Las Provisiones Para los Sacerdotes II

Números 18:21-32

En los v.8-20, consideramos a Cristo en lo que recibían los sacerdotes de las ofrendas reservadas del fuego, primicias y el primogénito de entre los animales. En los v.21-32, buscaremos a Cristo en los diezmos que los Israelitas ofrecían a Dios y que les quedaban a los sacerdotes. 

Ellos no tenían heredad, porque se dedicaban enteramente a servir en la casa de Dios. La heredad para ellos, asignada por Dios, eran los diezmos. El Señor siempre sabe proveer para aquellos que le sirven. 

Jesucristo le enseñó esto a sus apóstoles cuando los envió a predicar al pueblo Hebreo. Les instruyó que salieran sin bienes materiales porque Dios les proveería. La razón que les dio fue: “El obrero es digno de su alimento.” (Mt. 10:10) No quería que sus discípulos se enriquecieran por causa del evangelio, sino que confiaran en Dios, y él les proveería lo necesario. Lo mismo enseñó Pablo (1 Co. 9:9, 14; 1 Tim. 5:18).

Como siempre, el Señor Jesús predicó con el ejemplo. Él siempre confió en su Padre celestial para que le proveyera mientras le sirvió aquí en la tierra. Confió en él desde que se encontró en los brazos de María (Sal. 22:9). Pasó sed y hambre. Vivió una vida abnegada de bienes materiales; pero aún así, siempre confió en él. Cuando había ayunado durante cuarenta días, y el diablo le tentó al pedirle que convirtiera piedras en pan, no lo hizo porque no estaría dependiendo en las provisiones de su Padre. 

Organic wheat
Foto ©NITR – STOCK.ADOBE.COM

Dios le pidió a los sacerdotes que cuando recibieran el diezmo de las personas, ellos tenían que presentarlo a él como una ofrenda mecida y entregarle el diezmo de los diezmos. Esta ofrenda y el acto de mecer algo delante de Dios, sin duda representa la consagración del Siervo perfecto de Jehová. El Israelita le donaba a Dios lo que era suyo. El sacerdote le presentaba a Dios lo que había recibido. Esto nos señala la sumisión del Hijo a su Padre. Fue a tal grado, que fue “obediente hasta la muerte, y muerte de cruz” (Fil. 2:8). 
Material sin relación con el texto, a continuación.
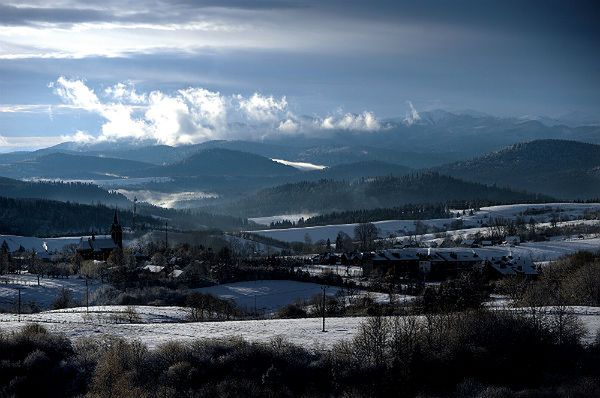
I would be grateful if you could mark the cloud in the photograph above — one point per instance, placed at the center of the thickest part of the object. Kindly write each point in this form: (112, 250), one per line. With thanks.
(125, 92)
(365, 121)
(412, 116)
(10, 143)
(193, 115)
(261, 108)
(79, 136)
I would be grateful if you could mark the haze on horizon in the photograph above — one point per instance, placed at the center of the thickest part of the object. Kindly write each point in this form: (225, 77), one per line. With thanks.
(189, 71)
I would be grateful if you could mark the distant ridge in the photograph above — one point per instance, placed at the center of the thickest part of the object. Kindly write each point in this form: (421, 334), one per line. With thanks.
(559, 168)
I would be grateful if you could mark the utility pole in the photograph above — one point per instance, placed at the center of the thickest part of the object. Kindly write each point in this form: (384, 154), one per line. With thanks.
(166, 236)
(323, 307)
(87, 296)
(134, 212)
(19, 303)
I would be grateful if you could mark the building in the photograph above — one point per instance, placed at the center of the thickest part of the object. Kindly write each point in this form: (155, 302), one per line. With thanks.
(99, 248)
(434, 264)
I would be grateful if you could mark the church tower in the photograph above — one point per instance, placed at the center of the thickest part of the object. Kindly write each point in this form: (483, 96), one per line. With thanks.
(116, 232)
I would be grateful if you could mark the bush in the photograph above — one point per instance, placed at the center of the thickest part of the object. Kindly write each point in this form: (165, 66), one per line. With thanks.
(64, 299)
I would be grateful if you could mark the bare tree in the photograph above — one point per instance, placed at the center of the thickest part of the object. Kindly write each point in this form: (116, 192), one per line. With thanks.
(365, 234)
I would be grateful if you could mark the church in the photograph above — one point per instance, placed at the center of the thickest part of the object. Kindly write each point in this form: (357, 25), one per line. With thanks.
(94, 248)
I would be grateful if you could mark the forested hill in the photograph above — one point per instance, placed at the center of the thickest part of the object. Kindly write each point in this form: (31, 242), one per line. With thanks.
(328, 195)
(222, 162)
(61, 191)
(563, 169)
(44, 218)
(62, 165)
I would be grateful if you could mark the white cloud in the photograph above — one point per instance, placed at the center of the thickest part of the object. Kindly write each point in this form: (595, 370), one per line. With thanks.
(412, 116)
(9, 143)
(194, 115)
(79, 136)
(365, 121)
(288, 126)
(261, 108)
(125, 92)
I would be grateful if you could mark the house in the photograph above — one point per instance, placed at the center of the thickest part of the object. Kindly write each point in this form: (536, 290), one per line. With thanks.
(433, 264)
(94, 248)
(399, 262)
(513, 240)
(508, 265)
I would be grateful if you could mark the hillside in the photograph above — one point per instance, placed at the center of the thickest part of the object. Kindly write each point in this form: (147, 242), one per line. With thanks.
(70, 166)
(222, 162)
(559, 168)
(37, 217)
(329, 195)
(372, 168)
(61, 191)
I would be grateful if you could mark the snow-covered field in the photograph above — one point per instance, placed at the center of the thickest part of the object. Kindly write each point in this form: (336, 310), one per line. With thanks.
(75, 324)
(247, 246)
(40, 244)
(566, 212)
(267, 296)
(42, 295)
(290, 217)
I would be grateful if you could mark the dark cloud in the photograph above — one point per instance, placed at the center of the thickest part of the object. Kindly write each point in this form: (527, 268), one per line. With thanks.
(11, 15)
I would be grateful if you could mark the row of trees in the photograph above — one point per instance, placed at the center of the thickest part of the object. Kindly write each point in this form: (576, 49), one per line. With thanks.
(468, 354)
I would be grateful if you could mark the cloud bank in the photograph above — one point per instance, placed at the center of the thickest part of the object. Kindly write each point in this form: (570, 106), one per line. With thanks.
(194, 114)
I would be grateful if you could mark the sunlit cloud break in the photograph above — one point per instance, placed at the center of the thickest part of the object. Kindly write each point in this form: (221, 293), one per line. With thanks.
(194, 115)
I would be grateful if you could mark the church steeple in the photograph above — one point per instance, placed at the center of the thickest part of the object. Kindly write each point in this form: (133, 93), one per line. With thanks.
(116, 232)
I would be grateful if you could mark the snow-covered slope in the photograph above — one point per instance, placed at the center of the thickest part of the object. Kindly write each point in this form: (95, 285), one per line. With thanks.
(544, 212)
(75, 324)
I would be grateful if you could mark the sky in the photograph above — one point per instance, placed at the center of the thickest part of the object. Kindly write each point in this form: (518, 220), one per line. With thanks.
(187, 71)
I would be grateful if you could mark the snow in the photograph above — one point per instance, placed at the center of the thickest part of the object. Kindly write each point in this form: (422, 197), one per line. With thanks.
(304, 166)
(282, 217)
(250, 246)
(568, 212)
(44, 294)
(167, 326)
(39, 244)
(268, 295)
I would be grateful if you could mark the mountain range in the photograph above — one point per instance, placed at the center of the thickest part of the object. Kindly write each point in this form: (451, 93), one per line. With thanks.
(563, 169)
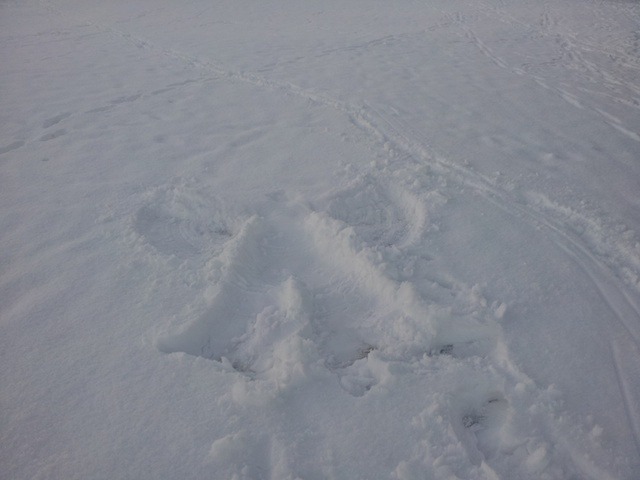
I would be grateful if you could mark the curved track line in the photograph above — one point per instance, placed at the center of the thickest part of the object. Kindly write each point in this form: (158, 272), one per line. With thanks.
(631, 407)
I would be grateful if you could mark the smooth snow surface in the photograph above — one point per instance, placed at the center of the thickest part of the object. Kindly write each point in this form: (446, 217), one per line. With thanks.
(288, 239)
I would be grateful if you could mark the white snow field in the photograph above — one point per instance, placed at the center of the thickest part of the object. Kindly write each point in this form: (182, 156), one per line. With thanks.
(297, 239)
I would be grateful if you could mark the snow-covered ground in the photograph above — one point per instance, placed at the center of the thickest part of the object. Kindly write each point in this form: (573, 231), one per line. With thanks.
(285, 239)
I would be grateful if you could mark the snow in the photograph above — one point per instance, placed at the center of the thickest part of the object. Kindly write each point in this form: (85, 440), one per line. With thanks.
(320, 240)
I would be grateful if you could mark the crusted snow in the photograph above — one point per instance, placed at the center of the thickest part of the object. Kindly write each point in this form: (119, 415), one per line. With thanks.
(320, 240)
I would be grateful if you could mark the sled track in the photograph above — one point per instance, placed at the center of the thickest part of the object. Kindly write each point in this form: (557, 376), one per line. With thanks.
(382, 129)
Los diezmos de los diezmos que ofrecían los sacerdotes a Dios, le quedaban a Aarón el sumo sacerdote. Esto nos hablaría de cómo nosotros buscamos entregarnos a Dios y exaltar a su Hijo Amado por todo lo que hemos recibido de él. Los Israelitas le diezmaban a Dios por la gratitud que le tenían por todo lo que habían recibido de su mano. Como el sacrificio del holocausto, nos ponemos a nosotros mismos sobre el altar, para ofrecernos a Dios enteramente (Rom. 12:1, 2); y hacemos memoria de Cristo, porque valoramos infinitamente lo que él hizo por nosotros. 

Estas ofrendas de los diezmos, tenían que ser de lo mejor de sus bienes; ya sea de la cosecha o del ganado. Dios siempre se merece lo mejor. Cristo nos es de ejemplo, porque siempre dio lo mejor de sí a él. Le dio su niñez, su juventud y sus años como adulto. Cada obra que hizo fue dando todo de sí mismo, incluyendo sin duda, su muerte en la cruz. 

Dios le afirmó a los sacerdotes que lo ofrendado en diezmos lo debían de comer en lugar santo y que no estarían pecando porque esa era su manera de sostenerlos. Cada día de nuestra vida, Dios quiere que nos alimentemos de su palabra, que nos habla siempre de su Hijo. Si comemos de él, no tendremos hambre por las cosas que este mundo nos ofrece.